Money is the oxygen flowing through the fossil fuel system. Yet it’s now known that limiting global warming to 1.5°C requires global banks to stop bankrolling the fossil fuel industry, starting with the dirtiest of them, coal. Yet, despite its updated coal policy, Standard Chartered ranks first among UK bankers of coal plant developers due to its significant business activities in Asia. As Standard Chartered’s AGM opens tomorrow, it seems like a good time to take a closer look at where the bank stands on coal financing.

Standard Chartered: n°1 UK bank for coal plant developers

According to a new report by Reclaim Finance and Urgewald, Standard Chartered channeled more than $10 billion to companies in the Global Coal Exit List between October 2018 and October 2020, with almost half of this amount ($4.7 billion) going to coal plant developers. This makes it the UK bank with the highest financing of/for companies that are betting most heavily against the success of the Paris Agreement, such as Power Finance Corp (PFC) in India ($1.5 billion financing in the same period), PLN in Indonesia ($969 million) or POSCO in South Korea ($524 million). With $283 million in underwriting services, Standard Chartered is also the third biggest financier of Adani in india, the company behind the highly controversial Carmichael coal mine in Australia. In Asia, the last resort for the expansion of the coal industry, companies building new coal plants in the region can rely on Standard Chartered’s continuous financial support. Standard Chartered has been the leading bank behind the companies driving the expansion of India’s and the Philippines’ coal pipelines (until the moratorium).


A coal policy that still makes (a lot of) room for new coal

All new coal plants under construction today take us further away from achieving the Paris climate goals. It is critical to cease support for coal plant developers and abide by the No New Coal principle. Since 2018, Standard Chartered has been working to reduce its coal financing but to no avail: the policy currently excludes mining and power companies with 100% of their EBITDA from thermal coal from 2021 onwards. The policy plans to lower this threshold to 80%s in 2024, 60% by 2025, 40% by 2027 and 5% by 2030. However, this policy remains too weak to effectively cease support to new coal plant developments.

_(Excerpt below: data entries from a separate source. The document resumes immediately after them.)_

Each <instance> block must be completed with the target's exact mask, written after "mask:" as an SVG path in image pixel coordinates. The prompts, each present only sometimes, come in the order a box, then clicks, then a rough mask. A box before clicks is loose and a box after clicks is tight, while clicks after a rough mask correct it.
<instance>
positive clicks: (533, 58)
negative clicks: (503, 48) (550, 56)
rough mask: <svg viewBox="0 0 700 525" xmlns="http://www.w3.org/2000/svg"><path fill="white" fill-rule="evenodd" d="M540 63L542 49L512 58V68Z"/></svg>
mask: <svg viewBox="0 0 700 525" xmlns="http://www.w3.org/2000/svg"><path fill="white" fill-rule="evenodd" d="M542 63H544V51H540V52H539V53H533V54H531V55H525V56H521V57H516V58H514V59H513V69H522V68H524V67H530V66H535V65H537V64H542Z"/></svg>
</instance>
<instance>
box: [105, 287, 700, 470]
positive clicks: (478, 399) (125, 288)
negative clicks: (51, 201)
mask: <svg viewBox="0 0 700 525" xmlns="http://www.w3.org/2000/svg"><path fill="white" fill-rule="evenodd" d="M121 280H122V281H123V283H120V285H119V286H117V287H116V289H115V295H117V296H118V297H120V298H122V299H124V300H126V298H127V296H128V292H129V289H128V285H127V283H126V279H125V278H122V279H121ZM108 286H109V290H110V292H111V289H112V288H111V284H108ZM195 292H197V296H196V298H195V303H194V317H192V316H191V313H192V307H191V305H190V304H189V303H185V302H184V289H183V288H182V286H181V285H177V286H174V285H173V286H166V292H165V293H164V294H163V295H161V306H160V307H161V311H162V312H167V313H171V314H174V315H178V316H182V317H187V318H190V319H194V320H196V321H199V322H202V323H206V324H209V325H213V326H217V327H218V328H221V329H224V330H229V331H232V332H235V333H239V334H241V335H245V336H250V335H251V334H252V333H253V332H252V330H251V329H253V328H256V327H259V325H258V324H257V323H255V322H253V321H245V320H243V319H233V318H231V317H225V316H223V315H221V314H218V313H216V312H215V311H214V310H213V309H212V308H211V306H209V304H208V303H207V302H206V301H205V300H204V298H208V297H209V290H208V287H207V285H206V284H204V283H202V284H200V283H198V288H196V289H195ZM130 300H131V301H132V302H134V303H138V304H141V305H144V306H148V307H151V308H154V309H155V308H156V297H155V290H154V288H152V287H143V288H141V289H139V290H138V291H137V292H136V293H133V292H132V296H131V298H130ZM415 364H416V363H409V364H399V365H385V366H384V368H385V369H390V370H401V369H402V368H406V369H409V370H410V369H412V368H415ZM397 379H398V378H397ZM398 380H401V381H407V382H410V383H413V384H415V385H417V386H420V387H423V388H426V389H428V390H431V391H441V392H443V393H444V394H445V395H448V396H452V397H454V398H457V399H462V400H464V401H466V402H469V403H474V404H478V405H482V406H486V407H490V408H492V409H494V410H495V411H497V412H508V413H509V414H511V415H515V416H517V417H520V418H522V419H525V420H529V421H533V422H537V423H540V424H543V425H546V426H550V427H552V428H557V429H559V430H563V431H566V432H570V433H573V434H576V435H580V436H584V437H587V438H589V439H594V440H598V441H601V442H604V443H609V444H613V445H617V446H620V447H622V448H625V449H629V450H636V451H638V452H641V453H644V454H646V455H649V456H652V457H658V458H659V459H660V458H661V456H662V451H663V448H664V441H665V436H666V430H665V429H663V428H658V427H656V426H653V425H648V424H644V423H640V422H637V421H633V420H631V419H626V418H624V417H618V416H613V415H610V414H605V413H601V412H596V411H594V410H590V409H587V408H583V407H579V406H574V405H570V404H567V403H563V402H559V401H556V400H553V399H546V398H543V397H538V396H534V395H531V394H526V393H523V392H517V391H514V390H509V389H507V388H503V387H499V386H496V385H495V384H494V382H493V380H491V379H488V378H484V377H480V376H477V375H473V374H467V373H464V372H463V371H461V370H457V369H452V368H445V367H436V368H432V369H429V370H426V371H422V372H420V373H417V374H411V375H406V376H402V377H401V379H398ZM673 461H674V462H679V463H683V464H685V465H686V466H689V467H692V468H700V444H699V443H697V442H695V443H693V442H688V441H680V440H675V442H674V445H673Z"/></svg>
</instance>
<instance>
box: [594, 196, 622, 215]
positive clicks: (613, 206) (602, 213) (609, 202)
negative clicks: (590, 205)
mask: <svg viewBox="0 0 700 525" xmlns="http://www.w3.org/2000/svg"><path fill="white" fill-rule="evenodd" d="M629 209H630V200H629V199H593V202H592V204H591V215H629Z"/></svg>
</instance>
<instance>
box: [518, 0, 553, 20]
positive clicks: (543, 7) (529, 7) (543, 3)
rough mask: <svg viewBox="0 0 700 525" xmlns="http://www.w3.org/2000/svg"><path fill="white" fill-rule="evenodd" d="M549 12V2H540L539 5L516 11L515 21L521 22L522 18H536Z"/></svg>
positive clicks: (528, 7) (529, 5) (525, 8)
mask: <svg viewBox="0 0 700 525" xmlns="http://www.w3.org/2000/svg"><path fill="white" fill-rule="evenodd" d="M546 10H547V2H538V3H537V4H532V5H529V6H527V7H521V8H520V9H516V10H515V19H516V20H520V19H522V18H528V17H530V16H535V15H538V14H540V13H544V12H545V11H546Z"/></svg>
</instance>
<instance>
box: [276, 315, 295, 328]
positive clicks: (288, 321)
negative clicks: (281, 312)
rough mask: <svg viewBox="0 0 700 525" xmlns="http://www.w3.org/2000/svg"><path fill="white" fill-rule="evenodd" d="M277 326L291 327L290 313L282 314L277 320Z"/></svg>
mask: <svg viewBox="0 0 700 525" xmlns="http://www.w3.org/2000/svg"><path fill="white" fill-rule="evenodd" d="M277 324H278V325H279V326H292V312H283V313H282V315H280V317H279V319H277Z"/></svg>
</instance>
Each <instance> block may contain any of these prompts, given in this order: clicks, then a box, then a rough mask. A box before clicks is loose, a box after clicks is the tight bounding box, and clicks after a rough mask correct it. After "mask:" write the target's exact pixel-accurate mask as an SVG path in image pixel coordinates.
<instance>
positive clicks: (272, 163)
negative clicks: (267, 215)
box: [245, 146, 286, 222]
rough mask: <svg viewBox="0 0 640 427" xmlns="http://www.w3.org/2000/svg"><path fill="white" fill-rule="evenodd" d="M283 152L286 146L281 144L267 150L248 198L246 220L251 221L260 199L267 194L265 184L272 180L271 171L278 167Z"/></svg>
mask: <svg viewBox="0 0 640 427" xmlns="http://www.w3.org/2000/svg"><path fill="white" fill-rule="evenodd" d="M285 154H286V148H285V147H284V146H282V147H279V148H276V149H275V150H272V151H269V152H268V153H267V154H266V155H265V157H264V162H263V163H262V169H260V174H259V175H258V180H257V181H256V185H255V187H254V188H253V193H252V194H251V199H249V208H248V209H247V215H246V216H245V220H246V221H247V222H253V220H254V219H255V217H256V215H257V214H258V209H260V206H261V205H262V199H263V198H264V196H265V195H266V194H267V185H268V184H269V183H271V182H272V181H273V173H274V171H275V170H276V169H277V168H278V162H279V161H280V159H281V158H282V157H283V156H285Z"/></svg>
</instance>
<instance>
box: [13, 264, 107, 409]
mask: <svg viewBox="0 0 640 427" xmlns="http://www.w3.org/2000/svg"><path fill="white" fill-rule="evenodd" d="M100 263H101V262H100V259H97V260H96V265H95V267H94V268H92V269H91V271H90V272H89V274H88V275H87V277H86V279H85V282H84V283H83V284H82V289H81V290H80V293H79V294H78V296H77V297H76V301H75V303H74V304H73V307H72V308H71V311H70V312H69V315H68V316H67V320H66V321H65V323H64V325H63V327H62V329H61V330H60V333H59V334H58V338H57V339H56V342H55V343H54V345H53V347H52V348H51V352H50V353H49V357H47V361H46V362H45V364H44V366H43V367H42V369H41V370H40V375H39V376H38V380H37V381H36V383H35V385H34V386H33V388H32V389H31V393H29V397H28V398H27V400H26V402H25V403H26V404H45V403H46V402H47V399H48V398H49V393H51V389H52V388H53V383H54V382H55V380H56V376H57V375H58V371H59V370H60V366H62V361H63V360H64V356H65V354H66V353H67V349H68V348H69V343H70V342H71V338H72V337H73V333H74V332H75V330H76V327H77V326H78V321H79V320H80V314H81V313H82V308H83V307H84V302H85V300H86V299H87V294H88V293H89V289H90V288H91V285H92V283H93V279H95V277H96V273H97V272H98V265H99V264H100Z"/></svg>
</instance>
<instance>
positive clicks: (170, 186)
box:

The thresholds will stay high for too long: according to Urgewald’s research, this means that in 3 years from now the bank would only have to drop 2 coal companies. The 40% threshold that will have a visible impact on the bank’s portfolio cannot be postponed to 2027: that is way too late to address the climate emergency we are facing now.

Also, the EBITDA is not an adequate metric to define the relative size of a company’s coal-related operations: some coal plant developers have a low or even 0% coal share of revenue. For example, Standard Chartered has lent 1.5 billion US$ to PFC, an Indian company which derives low to no earnings from coal operations, but is paving the way for new coal plants in India by lending money to coal developing companies. Four new coal power plants with a total capacity of 9.6 GW began construction in India in 2019, and all have received funding from PFC. In theory, Standard Chartered could still finance these kinds of companies well after 2030.

The bank needs more immediate exclusion thresholds at the corporate level and must exclude all coal developers if it wants its coal phase-out strategy to be credible.

The pressure is mounting on Standard Chartered to review its policy. Market Forces threatened to file a resolution at the bank’s 2022 AGM because of its hypocrisy over climate change. Today, Standard Chartered has just been targeted by a hoax claiming that the bank would stop financing coal plant developers by 2021 and other fossil fuel developers by 2023. If Standard Chartered turned the hoax into policy, it would help kick coal out of the global system.